Spin dynamics and level structure of quantum-dot quantum wells

TL;DR

This study investigates the spin dynamics and energy level structure of CdS/CdSe/CdS quantum-dot quantum wells using time-resolved Faraday rotation, revealing how electron g-factors and spin lifetimes depend on quantum well width and symmetry considerations.

Contribution

It provides the first detailed characterization of spin dynamics in quantum-dot quantum wells and introduces a model accounting for broken spherical symmetry.

Findings

Electron g-factor varies with quantum well width.

Transverse spin lifetime remains several nanoseconds up to room temperature.

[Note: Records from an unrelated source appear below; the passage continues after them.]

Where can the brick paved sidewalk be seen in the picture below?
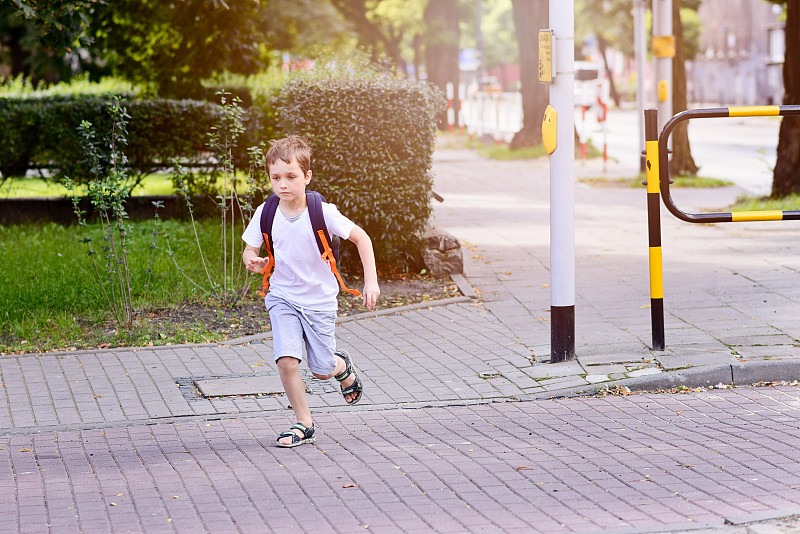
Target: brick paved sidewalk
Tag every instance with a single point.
(642, 463)
(454, 434)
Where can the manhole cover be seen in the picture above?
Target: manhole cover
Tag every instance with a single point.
(246, 385)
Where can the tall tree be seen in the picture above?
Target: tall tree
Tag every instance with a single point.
(786, 177)
(37, 35)
(529, 17)
(441, 51)
(682, 160)
(382, 26)
(174, 45)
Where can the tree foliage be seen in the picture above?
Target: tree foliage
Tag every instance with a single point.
(173, 45)
(786, 178)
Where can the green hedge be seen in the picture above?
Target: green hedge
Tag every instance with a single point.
(43, 131)
(372, 144)
(372, 140)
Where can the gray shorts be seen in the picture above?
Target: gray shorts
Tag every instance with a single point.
(294, 327)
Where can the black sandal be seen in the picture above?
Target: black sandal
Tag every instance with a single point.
(356, 387)
(308, 436)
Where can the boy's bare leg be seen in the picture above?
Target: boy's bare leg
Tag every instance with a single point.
(340, 368)
(295, 389)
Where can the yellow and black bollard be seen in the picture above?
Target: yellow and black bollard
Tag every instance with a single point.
(652, 166)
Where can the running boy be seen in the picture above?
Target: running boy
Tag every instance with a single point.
(302, 290)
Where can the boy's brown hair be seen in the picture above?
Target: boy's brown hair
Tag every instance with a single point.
(291, 147)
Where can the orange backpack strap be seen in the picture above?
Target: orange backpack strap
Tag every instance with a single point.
(267, 271)
(328, 256)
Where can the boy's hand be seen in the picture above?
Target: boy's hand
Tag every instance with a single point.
(256, 264)
(370, 294)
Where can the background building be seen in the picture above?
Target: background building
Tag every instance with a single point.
(741, 54)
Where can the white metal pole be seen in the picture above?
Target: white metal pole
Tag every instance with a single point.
(562, 185)
(663, 51)
(640, 49)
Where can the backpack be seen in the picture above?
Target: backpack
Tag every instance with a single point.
(328, 248)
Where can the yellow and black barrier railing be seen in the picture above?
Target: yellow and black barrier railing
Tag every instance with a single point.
(663, 155)
(658, 180)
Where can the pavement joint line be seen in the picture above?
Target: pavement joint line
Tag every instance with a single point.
(173, 419)
(640, 384)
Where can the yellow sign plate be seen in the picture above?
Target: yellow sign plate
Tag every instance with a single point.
(546, 56)
(664, 45)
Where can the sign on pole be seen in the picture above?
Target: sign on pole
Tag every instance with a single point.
(546, 56)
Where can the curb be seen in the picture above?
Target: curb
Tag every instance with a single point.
(736, 374)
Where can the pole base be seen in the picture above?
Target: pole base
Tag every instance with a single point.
(562, 333)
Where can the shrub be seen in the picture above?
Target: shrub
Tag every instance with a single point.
(372, 143)
(43, 131)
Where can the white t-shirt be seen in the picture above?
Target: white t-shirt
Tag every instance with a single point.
(301, 276)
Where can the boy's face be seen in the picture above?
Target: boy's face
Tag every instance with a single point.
(288, 180)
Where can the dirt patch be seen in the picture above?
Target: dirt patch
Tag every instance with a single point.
(250, 317)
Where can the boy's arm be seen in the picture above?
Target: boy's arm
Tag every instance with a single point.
(252, 260)
(364, 244)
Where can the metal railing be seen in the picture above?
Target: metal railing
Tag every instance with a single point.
(658, 181)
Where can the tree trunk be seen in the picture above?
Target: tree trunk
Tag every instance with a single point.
(441, 51)
(529, 17)
(682, 160)
(786, 179)
(602, 47)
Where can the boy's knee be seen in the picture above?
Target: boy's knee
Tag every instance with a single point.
(288, 363)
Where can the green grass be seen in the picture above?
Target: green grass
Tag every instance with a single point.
(501, 151)
(791, 203)
(50, 297)
(677, 181)
(152, 184)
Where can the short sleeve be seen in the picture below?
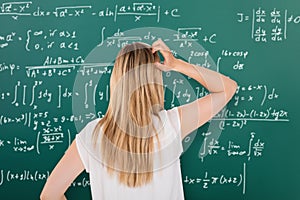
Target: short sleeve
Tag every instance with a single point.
(84, 143)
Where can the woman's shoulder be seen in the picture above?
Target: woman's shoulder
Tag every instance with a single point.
(86, 133)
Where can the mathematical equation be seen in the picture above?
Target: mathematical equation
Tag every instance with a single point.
(261, 20)
(137, 10)
(238, 180)
(211, 146)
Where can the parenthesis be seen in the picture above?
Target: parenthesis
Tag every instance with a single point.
(25, 121)
(265, 95)
(102, 35)
(1, 119)
(241, 179)
(94, 94)
(37, 142)
(226, 113)
(1, 177)
(268, 111)
(243, 122)
(35, 175)
(29, 119)
(7, 175)
(27, 40)
(33, 94)
(251, 113)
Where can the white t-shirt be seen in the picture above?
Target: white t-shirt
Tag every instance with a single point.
(166, 183)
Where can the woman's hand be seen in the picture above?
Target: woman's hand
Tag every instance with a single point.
(170, 62)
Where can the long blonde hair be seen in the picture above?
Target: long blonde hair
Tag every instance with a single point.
(128, 133)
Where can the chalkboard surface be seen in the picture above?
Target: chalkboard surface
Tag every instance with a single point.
(56, 59)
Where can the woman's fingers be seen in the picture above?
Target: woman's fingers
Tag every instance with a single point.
(159, 45)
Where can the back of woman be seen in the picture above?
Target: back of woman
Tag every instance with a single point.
(133, 151)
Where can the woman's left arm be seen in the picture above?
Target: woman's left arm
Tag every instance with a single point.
(64, 173)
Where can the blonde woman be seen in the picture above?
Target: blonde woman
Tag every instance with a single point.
(133, 151)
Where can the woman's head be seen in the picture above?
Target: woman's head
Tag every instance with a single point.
(135, 82)
(136, 95)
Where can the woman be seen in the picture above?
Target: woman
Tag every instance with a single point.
(133, 151)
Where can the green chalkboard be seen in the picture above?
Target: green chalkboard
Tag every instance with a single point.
(56, 59)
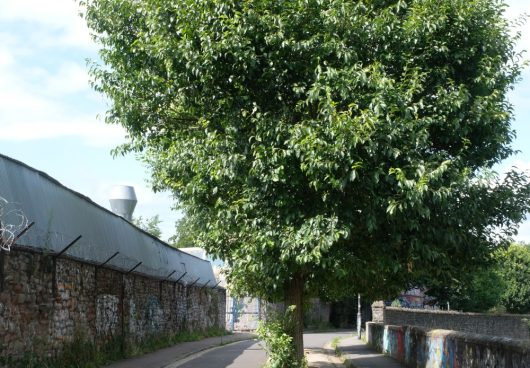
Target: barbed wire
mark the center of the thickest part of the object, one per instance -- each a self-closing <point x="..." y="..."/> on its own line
<point x="12" y="222"/>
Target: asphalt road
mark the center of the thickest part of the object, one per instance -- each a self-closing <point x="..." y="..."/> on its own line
<point x="248" y="354"/>
<point x="244" y="354"/>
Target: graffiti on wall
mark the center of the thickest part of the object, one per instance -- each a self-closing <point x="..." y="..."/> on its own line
<point x="107" y="314"/>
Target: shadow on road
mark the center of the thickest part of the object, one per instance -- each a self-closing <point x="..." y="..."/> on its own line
<point x="245" y="354"/>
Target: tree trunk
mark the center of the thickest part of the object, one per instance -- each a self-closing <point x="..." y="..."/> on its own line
<point x="294" y="292"/>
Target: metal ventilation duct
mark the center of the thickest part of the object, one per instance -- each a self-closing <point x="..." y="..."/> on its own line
<point x="123" y="201"/>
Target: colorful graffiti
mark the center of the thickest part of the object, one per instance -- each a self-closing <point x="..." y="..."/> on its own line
<point x="417" y="347"/>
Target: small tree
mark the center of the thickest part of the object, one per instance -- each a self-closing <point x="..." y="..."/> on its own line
<point x="327" y="146"/>
<point x="150" y="225"/>
<point x="515" y="271"/>
<point x="184" y="233"/>
<point x="12" y="222"/>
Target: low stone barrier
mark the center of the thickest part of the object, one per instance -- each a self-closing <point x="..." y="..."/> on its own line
<point x="419" y="347"/>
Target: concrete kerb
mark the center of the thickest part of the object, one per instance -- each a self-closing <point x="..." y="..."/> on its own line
<point x="356" y="354"/>
<point x="325" y="357"/>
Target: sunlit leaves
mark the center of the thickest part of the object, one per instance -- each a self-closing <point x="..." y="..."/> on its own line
<point x="308" y="136"/>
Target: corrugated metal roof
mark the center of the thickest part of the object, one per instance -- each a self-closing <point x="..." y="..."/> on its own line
<point x="61" y="214"/>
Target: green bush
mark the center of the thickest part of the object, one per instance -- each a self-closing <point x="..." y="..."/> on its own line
<point x="278" y="343"/>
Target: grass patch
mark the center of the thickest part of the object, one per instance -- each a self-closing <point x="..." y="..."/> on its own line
<point x="83" y="353"/>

Resonances in TRFR signal identify individual exciton transitions.

Abstract

We have characterized CdS/CdSe/CdS quantum-dot quantum wells using time-resolved Faraday rotation (TRFR). The spin dynamics show that the electron g-factor varies as a function of quantum well width and the transverse spin lifetime of several nano-seconds is robust up to room temperature. As a function of probe energy, the amplitude of the TRFR signal shows pronounced resonances, which allow one to identify individual exciton transitions. While the TRFR data are inconsistent with the conduction and valence band level scheme of spherical quantum-dot quantum wells, a model in which broken spherical symmetry is taken into account captures the essential features.